1 Introduction

Visual attributes are one of the most intuitive and natural ways of describing a face. They can range from soft biometrics, which include demographic information (gender, age, race), facial marks and certain physical characteristics of the face; to other environmental related aspects. The estimation of visual attributes has been an active research topic in recent years because of their multiple applications in domains such as biometric authentication, access control, video surveillance and security systems. Soft biometrics can be useful in different ways: to perform recognition by means of a bag of attributes, to reduce the search space of a hard biometric system by restricting comparisons to those matching a certain soft biometric profile, and to complement the evidence from hard biometric traits [9].

Among the demographic attributes, race (ethnicity) is perhaps the least studied soft biometric in the literature. In particular, in the recognition of race, the somatic traits of some populations are not well defined; within the same population, people may exhibit certain characteristics to a greater or lesser extent [5]: in the case of Caucasians, for example, the skin tone and the geometry of some facial features can vary from one individual to another. Taking these factors into account, it is clear that the accuracy of a race classifier is intrinsically linked to the robustness in the estimation of other attributes that characterize it by definition, such as skin color and face shape.

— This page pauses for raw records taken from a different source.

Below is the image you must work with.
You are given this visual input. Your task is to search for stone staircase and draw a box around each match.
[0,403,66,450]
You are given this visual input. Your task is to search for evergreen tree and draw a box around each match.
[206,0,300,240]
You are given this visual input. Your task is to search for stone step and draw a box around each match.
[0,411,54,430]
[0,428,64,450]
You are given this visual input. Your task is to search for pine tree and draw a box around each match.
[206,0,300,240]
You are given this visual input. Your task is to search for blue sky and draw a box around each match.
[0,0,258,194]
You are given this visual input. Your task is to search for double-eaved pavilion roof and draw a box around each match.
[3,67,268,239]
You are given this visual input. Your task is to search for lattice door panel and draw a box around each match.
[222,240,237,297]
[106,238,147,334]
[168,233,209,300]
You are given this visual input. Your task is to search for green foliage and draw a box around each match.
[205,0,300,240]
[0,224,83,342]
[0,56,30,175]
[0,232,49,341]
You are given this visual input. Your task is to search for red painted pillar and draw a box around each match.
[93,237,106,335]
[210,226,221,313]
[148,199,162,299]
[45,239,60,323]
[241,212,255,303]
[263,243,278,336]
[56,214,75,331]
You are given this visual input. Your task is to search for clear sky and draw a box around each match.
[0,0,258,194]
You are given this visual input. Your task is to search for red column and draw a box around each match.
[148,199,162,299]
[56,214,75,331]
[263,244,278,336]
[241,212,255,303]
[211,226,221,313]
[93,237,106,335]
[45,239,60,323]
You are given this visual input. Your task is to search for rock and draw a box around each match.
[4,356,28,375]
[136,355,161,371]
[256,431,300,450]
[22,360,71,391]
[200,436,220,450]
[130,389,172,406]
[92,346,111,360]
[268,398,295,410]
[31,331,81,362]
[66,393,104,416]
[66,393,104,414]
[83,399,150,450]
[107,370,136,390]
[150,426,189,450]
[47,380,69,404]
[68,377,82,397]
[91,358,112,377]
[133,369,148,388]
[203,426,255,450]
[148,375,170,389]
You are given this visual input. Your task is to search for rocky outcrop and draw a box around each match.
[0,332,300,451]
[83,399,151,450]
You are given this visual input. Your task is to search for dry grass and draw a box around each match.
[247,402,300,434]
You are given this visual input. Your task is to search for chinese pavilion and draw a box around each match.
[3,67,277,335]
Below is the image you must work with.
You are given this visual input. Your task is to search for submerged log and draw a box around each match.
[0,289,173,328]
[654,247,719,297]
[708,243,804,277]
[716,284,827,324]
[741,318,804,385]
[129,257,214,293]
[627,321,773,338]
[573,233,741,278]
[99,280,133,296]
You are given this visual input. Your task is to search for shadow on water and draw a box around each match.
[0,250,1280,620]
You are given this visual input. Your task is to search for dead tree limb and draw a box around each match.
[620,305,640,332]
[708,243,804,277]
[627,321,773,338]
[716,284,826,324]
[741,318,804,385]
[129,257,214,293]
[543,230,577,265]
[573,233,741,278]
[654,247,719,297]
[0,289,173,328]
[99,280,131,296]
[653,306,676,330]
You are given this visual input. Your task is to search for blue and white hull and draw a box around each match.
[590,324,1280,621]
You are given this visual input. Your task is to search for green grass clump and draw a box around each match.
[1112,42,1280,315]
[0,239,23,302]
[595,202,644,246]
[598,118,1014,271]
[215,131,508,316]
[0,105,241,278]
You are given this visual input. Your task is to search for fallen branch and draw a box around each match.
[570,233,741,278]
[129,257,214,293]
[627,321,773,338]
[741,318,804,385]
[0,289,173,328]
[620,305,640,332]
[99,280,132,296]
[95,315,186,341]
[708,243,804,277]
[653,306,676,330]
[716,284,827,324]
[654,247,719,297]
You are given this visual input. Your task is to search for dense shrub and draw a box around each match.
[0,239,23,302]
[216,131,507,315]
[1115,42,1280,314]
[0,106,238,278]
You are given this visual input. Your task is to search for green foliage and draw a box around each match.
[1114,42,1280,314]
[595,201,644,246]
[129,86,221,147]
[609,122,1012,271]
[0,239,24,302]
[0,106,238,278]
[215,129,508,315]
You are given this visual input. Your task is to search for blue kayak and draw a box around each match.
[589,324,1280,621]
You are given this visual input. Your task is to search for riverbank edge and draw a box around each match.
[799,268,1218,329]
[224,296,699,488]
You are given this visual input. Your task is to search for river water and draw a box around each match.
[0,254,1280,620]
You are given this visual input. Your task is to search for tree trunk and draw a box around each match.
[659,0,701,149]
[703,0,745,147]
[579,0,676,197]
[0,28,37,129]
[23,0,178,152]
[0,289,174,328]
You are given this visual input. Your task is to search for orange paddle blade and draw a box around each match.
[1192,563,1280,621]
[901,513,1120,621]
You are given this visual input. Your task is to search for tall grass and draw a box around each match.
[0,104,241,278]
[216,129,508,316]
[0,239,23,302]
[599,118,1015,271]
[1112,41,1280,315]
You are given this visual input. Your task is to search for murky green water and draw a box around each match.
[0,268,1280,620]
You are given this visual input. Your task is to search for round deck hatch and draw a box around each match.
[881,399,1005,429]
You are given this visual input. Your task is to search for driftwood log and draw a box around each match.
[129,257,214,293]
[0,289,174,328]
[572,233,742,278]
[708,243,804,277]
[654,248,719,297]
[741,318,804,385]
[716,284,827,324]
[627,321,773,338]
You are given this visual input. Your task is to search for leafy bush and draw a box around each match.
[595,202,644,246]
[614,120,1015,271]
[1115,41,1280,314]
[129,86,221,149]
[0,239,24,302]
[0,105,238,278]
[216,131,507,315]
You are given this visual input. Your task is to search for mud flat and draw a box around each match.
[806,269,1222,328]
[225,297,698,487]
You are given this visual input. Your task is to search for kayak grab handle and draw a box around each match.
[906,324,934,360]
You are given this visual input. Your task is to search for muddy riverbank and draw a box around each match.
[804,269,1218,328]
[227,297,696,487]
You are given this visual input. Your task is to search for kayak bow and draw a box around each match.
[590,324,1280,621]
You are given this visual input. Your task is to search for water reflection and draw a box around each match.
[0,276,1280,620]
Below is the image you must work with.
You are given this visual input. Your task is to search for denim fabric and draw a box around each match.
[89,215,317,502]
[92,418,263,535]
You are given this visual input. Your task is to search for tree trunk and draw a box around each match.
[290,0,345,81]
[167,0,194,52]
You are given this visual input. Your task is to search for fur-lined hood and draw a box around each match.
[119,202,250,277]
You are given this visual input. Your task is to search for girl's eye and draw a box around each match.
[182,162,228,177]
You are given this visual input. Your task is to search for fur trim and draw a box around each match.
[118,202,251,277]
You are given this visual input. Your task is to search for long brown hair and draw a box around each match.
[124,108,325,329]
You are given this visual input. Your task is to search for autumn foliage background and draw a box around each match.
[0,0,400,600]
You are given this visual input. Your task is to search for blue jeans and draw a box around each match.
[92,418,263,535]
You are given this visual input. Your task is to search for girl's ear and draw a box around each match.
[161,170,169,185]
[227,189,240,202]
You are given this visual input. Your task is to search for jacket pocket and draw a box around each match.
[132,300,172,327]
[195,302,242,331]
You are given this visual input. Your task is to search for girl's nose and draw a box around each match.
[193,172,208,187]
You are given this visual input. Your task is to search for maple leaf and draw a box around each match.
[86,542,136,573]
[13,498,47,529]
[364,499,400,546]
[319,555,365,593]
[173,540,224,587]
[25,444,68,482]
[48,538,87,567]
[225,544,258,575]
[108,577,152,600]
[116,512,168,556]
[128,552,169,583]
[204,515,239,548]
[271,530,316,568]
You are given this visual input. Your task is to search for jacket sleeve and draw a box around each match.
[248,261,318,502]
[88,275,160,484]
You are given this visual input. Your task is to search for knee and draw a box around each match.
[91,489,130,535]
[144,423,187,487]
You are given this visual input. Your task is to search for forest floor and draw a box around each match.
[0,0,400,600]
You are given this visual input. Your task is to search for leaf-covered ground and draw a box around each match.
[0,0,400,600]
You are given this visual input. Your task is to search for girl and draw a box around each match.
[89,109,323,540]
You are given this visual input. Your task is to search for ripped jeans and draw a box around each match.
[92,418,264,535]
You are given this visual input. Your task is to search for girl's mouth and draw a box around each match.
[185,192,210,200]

Different approaches have been proposed for race classification [7]. They range from using global [13] to local features [12], as well as other visual information such as skin and lips color, and forehead area [16]. The combination of local descriptors have also shown to be effective [4, 17], despite recently the best state-of-the-art results in this topic have been achieved using Convolutional Neural Networks (CNN) [2, 20]. However, deep learning approaches continue to be extremely demanding in terms of computing time and memory consuming during training and deployment, among different aspects that remains to be addressed to make them practical [6].

In this work we propose a simple but accurate method to race estimation. We first exploit the effectiveness of component-based approaches for attribute classification [11] and analyze the influence of different face regions for the specific problem of race estimation. Besides, we incorporate anthropometric information directly linked to the race definition itself [8]. We then evaluate different strategies for the fusion of both local appearance descriptors and geometrical features. Traditional classifiers are employed to obtain the best feature combination for the final prediction. The rest of this paper is organized as follows. Section 2 introduces the proposal. Section 3 presents the evaluation protocol and Sect. 4 the experimental analysis. Finally, Sect. 5 concludes the paper.

2 Proposed Approach

Since the definition of race from face includes the consideration of intrinsic attributes such as skin color and shape of the facial features, we base our face representation on both appearance and geometric characteristics. We analyze the impact of using color and texture features, and anthropometric measures separately and explore the best way of combining them in a more robust descriptor through the use of two different classifiers: Support Vector Machine (SVM) and Random Forest (RF). In the following subsections we explain in details how the face image is represented taking into account this two different features and the strategies used to combine them.

2.1 Appearance Features

The texton-like features [18] incorporate 17 filters (filterbank) to extract color and texture information that we exploit to obtain an appearance-based face representation for the estimation of race.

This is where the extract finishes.